Faço silêncio como quem ama a vida sem saber aquilo que me aguarda.

Como dito nas publicações passadas, essa é, então, a terceira e penúltima parte de “Cartas a uma desconhecida”.

Boa leitura. Até semana que vem.

*

Ao escrever essas cartas, tento reconstruir alguns acontecimentos passados para que voltem a ter vida. Essa vida que só a palavra é capaz. Enquanto costuro o dia inteiro, escrevo cartas à vida.. Crio mínimos detalhes como se realmente tivessem existido dessa maneira. Um beija-flor e os rituais no Tibet. Imaginem só. Jogar com a memória é um modo de reviver como se tudo pudesse permanecer sempre perto de nós. Entendi que a feitura das minhas casas não era necessariamente uma coisa boa. Não era como um dia de sol. Era apenas o olhar cinza buscando espaço. Querendo aparecer no exterior. Esse olhar caminha comigo até hoje. Mas existe tudo que o ameniza. Hoje fico com esse amenizar das coisas. Então, é muito bom que ele me chame constantemente. 

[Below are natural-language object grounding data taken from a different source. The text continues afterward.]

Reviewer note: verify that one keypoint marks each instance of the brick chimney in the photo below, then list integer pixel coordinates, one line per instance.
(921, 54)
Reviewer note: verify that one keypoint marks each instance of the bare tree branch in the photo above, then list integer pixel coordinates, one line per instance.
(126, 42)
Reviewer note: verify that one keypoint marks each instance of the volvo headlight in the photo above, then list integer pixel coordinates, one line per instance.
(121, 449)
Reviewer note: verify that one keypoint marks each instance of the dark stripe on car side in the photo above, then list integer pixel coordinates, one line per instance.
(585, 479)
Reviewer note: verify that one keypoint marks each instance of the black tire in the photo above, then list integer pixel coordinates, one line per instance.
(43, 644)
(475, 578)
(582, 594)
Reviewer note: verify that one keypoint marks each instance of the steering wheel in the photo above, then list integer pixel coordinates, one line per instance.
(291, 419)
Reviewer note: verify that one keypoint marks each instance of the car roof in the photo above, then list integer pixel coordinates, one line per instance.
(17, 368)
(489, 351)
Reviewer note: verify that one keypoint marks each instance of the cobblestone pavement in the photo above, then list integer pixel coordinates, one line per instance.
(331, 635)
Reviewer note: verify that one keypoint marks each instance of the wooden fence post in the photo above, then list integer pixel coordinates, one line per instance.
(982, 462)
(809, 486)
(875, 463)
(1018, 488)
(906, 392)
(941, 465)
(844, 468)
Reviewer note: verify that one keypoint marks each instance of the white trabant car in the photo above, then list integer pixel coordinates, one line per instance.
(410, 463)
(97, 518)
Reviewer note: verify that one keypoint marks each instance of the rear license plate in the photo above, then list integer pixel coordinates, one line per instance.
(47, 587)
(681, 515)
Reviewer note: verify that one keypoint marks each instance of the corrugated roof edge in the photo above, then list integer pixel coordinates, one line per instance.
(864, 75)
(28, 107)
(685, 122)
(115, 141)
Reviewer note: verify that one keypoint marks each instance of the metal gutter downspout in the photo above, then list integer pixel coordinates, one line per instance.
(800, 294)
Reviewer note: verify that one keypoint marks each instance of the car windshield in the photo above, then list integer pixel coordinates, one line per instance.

Margot, cadê você, vou colocar a mesa do jantar.
Já vou. 

Primeiro, ele irá servir a mesa, ele adora fazer isso. Todo um prazer. Enquanto isso, guardo comigo mais alguma coisa. Essa mania de ficar guardando. E o guardado só fica bonito quando termino a costura. Tem que passar pela máquina. Cada guardado é desfeito na ponta da agulha. Aí é quando o silêncio ganha forma. Acho que meu silêncio é muito bonito. Minhas peças são extremamente bem quistas. E tudo que fica guardado uma hora explode. Igual as casas que eu tinha.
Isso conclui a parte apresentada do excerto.